Taj Mahal was born Henry Saint Claire Fredericks in New York City in 1942. His father, who had emigrated from the Caribbean, wrote arrangements for Benny Goodman and played piano. His mother, Mildred Shields, had taught school in South Carolina. "Even though I have Southern and Caribbean roots, my background also crossed with indigenous European and African influences," Mahal told Down Beat. "My parents introduced me to gospel, spiritual singing, to Ella, Sarah, Mahalia Jackson, Ray Charles." Mahal also listened to music from around the world on his father's short-wave radio, and developed a love for blues artists like Leadbelly and Lightnin' Hopkins, and early rock-n-rollers like Chuck Berry and Bo Diddley.
Mahal's family moved when he was a young boy and he grew up in Massachusetts. Growing up in Springfield, Mass., Mahal was a rarity--"a young African American who immersed himself in the study of his cultural heritage. At age 11 he witnessed the death of his father in a farming accident, but he found solace in music. When his mother remarried, he discovered his stepfather's guitar in the basement and learned to play it with a broken comb. He also took lessons from Lynnwood Perry and absorbed the radio sounds of jazz players like Illinois Jacquet and Ben Webster. Although he is primarily known as a guitarist, Mahal mastered an arsenal of instruments including piano, banjo, mandolin, and harmonica.

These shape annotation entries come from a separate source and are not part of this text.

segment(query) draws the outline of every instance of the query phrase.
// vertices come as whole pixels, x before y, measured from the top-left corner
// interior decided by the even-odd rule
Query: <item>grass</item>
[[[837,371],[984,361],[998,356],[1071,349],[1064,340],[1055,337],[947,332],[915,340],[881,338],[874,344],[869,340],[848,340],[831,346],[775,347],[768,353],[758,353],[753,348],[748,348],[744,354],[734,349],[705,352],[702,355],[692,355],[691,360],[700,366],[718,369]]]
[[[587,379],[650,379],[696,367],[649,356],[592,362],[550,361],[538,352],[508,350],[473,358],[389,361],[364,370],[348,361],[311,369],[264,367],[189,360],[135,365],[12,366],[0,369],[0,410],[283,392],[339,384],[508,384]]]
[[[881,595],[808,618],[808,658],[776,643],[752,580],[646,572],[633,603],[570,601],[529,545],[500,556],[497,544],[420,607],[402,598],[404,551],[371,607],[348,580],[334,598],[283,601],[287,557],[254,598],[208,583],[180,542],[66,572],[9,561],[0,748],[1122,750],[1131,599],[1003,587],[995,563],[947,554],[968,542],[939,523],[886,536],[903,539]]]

Mahal studied agriculture and animal husbandry at the University of Massachusetts. A dream inspired him to change his name from Fredericks, and he formed Taj Mahal and the Elektras in the early 1960s. He was lucky enough to have his ideas coincide with the '60s and the resurgence of the blues. He attended the Newport Folk Festival in the early 1960s to witness the folk and blues revival first hand. The opportunity to watch traditional blues players perform and meet the artists in person reinforced his decision to play acoustic guitar.